So, our GI doctor has been out of town, which was part of the problem of treating his reflux in the hospital. Yesterday, his reflux was terrible, and he couldn't hold it down about an hour after his afternoon bolus. It was a little scary, with the poor kid retching and crying in pain. I can't deal with vomit, so he was trying to shoo me out of the bathroom. He was so bloated after, even though his stomach was pretty much empty.
I called the CF Clinic, and was very grateful to have someone answer the phone (do to some awesome people :-) and she was able to get a hold of the GI doctor quickly, and we made a few small changes to make it through the night. We went to clinic this morning. We didn't do another PFT since we had one just a few days ago in the hospital.
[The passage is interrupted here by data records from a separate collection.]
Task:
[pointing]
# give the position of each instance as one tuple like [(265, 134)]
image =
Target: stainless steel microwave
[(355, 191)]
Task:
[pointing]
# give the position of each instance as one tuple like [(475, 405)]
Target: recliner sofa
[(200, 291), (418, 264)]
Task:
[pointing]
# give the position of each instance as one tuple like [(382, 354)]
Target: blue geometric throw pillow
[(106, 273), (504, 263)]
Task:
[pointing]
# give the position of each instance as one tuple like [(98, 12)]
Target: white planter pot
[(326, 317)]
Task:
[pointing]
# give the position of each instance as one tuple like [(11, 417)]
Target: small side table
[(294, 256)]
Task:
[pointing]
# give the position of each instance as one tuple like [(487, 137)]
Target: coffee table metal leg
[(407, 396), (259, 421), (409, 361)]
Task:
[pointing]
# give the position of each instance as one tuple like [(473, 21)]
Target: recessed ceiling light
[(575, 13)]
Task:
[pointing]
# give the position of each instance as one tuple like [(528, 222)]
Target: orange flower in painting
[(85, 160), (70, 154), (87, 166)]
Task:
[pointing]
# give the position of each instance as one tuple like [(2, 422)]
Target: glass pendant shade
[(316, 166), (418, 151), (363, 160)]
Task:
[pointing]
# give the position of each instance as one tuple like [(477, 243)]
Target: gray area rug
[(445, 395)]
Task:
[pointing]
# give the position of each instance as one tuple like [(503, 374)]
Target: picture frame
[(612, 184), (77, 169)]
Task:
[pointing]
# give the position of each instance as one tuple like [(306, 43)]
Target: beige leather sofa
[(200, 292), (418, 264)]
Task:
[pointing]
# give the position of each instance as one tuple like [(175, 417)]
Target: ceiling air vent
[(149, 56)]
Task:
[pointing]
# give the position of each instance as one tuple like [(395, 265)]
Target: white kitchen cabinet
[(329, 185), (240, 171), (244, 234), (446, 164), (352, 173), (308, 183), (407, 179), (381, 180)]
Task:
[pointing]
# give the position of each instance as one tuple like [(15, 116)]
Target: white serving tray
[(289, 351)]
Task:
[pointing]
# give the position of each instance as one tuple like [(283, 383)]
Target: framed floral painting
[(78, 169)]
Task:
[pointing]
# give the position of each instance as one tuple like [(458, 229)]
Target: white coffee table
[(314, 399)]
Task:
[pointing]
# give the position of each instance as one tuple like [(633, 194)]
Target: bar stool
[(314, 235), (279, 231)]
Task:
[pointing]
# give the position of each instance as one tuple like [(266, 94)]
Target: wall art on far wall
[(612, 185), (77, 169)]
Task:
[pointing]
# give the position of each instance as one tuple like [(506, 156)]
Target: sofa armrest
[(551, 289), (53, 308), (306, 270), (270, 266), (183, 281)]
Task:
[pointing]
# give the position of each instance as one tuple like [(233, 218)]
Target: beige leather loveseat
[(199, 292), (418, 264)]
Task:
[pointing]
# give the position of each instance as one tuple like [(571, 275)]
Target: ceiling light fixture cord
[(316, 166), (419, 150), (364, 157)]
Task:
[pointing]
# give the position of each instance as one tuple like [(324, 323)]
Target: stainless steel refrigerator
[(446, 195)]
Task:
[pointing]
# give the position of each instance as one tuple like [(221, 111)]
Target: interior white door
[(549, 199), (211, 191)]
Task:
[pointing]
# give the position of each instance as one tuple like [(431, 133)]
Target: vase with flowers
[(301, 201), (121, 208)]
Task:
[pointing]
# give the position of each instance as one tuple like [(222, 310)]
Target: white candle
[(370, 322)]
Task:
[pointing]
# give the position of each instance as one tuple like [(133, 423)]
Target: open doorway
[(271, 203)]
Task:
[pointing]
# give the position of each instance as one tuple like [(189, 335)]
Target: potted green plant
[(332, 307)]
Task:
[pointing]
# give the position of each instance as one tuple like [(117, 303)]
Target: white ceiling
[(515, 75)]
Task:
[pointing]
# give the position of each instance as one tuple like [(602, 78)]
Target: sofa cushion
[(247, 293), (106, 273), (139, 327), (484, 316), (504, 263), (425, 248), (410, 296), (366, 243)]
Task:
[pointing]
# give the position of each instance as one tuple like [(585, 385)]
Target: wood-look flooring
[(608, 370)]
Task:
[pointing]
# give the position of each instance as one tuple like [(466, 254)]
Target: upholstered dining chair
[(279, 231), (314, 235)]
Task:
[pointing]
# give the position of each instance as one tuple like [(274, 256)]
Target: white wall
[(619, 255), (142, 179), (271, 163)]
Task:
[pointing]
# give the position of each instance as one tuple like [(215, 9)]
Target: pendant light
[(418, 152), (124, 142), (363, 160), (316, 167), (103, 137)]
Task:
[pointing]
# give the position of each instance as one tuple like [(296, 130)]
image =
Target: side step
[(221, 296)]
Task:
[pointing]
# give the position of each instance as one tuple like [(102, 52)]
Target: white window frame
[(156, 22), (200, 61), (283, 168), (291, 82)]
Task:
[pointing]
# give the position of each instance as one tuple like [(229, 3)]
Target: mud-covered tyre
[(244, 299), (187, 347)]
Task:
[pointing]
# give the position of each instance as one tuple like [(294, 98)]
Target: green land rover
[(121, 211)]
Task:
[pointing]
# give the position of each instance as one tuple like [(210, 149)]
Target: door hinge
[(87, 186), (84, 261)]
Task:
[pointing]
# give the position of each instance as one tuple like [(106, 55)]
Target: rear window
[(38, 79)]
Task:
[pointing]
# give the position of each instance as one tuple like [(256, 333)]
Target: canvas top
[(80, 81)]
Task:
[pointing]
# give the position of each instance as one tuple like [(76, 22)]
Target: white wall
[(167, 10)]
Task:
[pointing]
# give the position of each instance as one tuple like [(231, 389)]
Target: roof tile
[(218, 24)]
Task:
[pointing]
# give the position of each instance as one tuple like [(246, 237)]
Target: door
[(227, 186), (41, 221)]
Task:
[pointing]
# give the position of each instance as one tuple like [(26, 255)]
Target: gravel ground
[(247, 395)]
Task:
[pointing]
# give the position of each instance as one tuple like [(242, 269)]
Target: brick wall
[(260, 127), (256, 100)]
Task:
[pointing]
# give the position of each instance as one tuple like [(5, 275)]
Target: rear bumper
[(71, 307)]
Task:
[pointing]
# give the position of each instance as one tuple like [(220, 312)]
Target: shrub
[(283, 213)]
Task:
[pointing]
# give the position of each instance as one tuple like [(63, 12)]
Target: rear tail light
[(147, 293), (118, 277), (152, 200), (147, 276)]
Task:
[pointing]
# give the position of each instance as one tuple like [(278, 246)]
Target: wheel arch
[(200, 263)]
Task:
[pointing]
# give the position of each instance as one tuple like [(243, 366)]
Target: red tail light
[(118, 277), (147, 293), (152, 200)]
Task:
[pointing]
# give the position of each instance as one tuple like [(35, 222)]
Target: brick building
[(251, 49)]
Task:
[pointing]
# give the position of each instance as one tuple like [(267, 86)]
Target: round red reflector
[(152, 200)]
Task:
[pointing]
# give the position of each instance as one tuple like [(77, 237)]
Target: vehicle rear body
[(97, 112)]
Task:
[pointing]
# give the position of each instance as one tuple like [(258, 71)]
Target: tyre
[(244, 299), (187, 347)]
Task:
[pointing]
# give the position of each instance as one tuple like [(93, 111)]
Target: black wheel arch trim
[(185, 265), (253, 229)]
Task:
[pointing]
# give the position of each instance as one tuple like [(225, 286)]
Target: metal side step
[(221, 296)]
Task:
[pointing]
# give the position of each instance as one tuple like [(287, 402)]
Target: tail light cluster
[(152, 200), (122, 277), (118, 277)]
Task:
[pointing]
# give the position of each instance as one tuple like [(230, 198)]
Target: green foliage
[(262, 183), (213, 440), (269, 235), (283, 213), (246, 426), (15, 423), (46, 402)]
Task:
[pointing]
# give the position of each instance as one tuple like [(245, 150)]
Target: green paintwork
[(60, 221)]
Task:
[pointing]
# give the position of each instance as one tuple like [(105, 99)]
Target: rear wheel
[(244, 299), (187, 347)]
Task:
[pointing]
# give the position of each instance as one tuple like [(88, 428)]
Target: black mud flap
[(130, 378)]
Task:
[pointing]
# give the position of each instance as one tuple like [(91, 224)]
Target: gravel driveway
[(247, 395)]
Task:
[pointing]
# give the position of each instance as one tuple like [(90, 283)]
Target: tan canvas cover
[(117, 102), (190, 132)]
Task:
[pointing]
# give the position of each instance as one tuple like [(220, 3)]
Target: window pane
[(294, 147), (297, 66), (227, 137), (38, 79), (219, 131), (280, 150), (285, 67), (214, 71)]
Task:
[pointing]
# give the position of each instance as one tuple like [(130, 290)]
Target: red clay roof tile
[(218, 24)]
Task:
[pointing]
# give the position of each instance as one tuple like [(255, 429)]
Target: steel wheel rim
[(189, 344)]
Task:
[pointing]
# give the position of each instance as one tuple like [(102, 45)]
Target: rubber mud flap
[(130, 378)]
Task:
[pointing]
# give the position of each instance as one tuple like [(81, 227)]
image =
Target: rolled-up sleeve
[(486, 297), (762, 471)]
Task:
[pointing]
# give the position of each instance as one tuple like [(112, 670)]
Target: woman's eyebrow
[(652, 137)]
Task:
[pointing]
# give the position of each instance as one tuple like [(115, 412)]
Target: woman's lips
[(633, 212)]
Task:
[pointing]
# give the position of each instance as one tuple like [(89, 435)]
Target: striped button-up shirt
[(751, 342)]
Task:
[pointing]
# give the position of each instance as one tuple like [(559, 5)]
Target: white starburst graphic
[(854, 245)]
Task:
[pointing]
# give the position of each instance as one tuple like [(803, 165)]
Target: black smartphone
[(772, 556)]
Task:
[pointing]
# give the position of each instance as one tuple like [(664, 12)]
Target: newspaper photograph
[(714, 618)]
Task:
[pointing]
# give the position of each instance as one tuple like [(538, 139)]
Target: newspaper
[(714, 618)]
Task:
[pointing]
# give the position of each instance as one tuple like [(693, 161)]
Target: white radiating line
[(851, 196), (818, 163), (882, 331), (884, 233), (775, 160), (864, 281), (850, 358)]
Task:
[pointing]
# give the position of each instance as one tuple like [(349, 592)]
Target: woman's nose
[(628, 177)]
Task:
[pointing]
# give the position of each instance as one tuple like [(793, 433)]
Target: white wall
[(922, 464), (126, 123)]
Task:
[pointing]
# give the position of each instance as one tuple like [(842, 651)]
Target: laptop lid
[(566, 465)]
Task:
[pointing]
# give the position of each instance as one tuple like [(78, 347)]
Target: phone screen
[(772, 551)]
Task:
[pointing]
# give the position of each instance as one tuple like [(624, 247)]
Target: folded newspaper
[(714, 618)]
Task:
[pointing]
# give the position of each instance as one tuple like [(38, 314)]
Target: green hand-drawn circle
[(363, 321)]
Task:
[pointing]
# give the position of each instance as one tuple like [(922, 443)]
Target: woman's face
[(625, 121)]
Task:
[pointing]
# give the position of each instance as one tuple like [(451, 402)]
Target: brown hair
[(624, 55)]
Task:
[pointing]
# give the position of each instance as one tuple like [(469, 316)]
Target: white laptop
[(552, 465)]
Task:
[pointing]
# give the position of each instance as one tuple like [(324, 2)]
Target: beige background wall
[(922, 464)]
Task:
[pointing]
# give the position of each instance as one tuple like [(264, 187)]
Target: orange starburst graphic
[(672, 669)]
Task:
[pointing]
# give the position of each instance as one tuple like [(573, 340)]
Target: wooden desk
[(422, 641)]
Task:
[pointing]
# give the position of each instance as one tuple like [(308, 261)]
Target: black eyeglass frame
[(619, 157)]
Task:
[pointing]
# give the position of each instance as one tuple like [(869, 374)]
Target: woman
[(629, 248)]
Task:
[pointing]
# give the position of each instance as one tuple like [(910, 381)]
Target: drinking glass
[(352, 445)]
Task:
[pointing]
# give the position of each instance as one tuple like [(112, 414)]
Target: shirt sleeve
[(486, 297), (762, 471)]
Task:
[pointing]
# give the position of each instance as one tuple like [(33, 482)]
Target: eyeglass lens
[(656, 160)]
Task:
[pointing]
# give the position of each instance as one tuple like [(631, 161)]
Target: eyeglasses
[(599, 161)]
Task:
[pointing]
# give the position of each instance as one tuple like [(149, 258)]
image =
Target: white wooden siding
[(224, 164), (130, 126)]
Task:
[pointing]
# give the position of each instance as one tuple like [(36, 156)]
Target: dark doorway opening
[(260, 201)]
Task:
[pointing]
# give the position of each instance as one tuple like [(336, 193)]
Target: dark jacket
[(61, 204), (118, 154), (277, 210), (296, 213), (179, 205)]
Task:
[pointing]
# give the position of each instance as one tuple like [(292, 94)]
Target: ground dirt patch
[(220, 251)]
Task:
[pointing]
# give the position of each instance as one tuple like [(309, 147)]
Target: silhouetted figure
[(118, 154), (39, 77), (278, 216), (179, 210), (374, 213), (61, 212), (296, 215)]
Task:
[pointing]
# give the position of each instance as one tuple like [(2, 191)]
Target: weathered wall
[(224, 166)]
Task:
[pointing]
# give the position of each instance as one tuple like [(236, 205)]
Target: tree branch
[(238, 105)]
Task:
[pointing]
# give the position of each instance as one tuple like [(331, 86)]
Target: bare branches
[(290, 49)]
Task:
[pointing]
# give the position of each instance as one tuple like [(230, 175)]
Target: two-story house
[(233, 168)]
He somehow managed to gain a pound and grew a bit.
We increased dosages of a few medications (bethanechol and zantac), added some new medications, some to help the stomach empty, some to help the stomach hold food better, and some to try to coat the irritation (Carafate). I learned today that when he has a lung flare up, it can also cause inflammation in other parts of his body, and can cause his GI system to work even slower than it normally does. So not fair for someone who needs to eat more when he's sick! The doctor mentioned a new type of Proton Pump Inhibitor that has helped a few other patients. It might be tricky to get it, but we're hoping.
We had a dressing change on his PICC line today. We plan to do one next Thursday, or possibly have it taken out! We might get an endoscopy done when the IV's are over to make sure there aren't any other issues causing his reflux and tummy troubles.